Construction falling short on energy efficiency

The construction industry is not on track to meet its commitment to improve the energy efficiency of the UK’s existing housing stock, according to the latest report, by the Construction Leadership Council (CLC), on the sector’s response to the net zero challenge. Launched during Construction Week last month, the CLC’s quarterly Construct Zero Performance Framework […]

The construction industry is not on track to meet its commitment to improve the energy efficiency of the UK’s existing housing stock, according to the latest report, by the Construction Leadership Council (CLC), on the sector’s response to the net zero challenge.

Launched during Construction Week last month, the CLC’s quarterly Construct Zero Performance Framework provides a sector-level dashboard on progress around nine identified net zero priorities.

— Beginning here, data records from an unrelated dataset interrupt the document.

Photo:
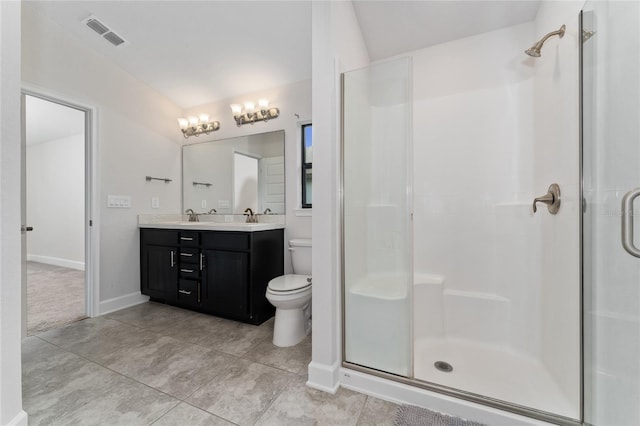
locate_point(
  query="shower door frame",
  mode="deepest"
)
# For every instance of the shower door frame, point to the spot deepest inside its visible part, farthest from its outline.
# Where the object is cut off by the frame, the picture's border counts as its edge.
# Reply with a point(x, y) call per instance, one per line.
point(454, 392)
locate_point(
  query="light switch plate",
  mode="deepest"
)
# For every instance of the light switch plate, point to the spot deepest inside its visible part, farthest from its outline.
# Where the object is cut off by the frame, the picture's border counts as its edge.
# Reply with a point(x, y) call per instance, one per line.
point(119, 201)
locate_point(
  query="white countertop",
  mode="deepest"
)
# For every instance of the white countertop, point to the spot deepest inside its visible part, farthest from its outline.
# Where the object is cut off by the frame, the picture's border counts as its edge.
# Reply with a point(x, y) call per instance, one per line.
point(213, 226)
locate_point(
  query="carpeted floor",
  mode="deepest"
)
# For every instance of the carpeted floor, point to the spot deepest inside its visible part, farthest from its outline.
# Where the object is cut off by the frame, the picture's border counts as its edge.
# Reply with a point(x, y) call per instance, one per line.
point(55, 296)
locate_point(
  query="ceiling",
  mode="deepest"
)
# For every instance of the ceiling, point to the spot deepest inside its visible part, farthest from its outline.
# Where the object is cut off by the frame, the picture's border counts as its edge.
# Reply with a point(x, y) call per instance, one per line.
point(197, 52)
point(390, 28)
point(47, 121)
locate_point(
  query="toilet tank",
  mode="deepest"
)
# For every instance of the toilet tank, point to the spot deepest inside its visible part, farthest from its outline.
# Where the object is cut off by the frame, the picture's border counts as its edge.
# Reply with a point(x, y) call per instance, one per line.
point(300, 249)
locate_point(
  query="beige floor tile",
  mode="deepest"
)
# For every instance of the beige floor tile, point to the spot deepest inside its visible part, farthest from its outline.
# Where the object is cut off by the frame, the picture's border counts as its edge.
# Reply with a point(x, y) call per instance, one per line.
point(242, 391)
point(294, 359)
point(127, 403)
point(185, 414)
point(152, 316)
point(300, 405)
point(377, 412)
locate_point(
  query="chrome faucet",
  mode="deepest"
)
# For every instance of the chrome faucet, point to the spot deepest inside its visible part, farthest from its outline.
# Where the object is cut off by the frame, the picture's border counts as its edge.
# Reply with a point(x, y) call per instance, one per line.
point(251, 218)
point(193, 217)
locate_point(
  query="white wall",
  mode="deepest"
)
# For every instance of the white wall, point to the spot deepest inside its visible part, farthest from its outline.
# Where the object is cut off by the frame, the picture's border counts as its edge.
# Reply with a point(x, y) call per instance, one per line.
point(290, 99)
point(55, 201)
point(136, 136)
point(10, 287)
point(337, 46)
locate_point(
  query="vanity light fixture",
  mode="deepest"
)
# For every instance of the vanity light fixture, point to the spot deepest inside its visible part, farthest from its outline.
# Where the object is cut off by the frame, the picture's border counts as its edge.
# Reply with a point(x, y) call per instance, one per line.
point(195, 126)
point(249, 114)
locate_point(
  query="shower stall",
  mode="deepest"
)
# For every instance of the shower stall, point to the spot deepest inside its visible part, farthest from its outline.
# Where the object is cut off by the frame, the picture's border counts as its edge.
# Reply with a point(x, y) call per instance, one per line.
point(481, 222)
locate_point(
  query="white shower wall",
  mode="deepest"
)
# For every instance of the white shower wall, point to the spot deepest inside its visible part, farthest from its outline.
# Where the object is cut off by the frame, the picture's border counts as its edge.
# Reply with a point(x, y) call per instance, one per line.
point(473, 186)
point(493, 128)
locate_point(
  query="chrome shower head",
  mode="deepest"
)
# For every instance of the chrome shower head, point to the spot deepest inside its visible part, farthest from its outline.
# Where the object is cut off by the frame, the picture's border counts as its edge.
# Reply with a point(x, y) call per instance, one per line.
point(535, 49)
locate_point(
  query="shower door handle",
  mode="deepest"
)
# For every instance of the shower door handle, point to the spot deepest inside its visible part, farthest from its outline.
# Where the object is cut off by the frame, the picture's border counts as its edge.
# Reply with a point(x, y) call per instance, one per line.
point(627, 222)
point(551, 199)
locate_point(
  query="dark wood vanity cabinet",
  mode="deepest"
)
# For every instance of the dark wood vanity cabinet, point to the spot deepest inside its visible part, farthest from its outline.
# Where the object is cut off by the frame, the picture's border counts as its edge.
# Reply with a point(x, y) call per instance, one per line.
point(223, 273)
point(159, 263)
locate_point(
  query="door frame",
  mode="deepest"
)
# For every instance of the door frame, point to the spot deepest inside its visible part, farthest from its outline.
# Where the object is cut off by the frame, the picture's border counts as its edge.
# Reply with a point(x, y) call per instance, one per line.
point(91, 200)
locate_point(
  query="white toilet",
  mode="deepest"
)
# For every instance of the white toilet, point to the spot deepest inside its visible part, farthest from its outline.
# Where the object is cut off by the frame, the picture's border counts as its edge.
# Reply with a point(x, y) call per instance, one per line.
point(291, 295)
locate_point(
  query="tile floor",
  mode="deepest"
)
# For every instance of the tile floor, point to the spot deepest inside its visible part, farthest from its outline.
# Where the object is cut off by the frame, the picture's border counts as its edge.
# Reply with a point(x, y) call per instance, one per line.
point(161, 365)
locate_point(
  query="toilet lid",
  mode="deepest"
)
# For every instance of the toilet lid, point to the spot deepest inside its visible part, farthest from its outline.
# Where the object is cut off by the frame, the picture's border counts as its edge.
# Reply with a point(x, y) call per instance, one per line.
point(290, 282)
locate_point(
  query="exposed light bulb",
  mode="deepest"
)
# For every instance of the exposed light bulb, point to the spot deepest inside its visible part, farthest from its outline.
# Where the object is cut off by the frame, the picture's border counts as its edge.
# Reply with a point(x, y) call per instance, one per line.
point(236, 109)
point(183, 123)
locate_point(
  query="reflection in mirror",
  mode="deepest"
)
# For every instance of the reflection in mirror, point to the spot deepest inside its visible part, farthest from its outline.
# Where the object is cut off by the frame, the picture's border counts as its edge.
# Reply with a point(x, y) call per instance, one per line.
point(230, 175)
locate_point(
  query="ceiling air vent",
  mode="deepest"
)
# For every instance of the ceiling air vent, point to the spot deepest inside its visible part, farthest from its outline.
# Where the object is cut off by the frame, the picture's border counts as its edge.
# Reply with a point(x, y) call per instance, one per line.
point(99, 27)
point(113, 38)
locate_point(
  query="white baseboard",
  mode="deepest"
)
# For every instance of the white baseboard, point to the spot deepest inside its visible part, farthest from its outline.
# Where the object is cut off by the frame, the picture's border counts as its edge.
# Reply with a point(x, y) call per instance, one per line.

It says the sector is not on track to deliver the framework’s target for 11.13 million homes to reach an Energy Performance Certificate C rating by 2035.

The report states that ‘more work is needed’ to meet targets that all new buildings will be designed with a low carbon heating solution from 2025, and that half of all housing stock will be connected to such heat sources by 2035.

It also gives a mixed verdict on the industry’s performance on shifting the construction workforce to use zero-emission vehicles and onsite plant. The sector is not on track to deliver the target of 70% of new vans being electric vehicles by 2030.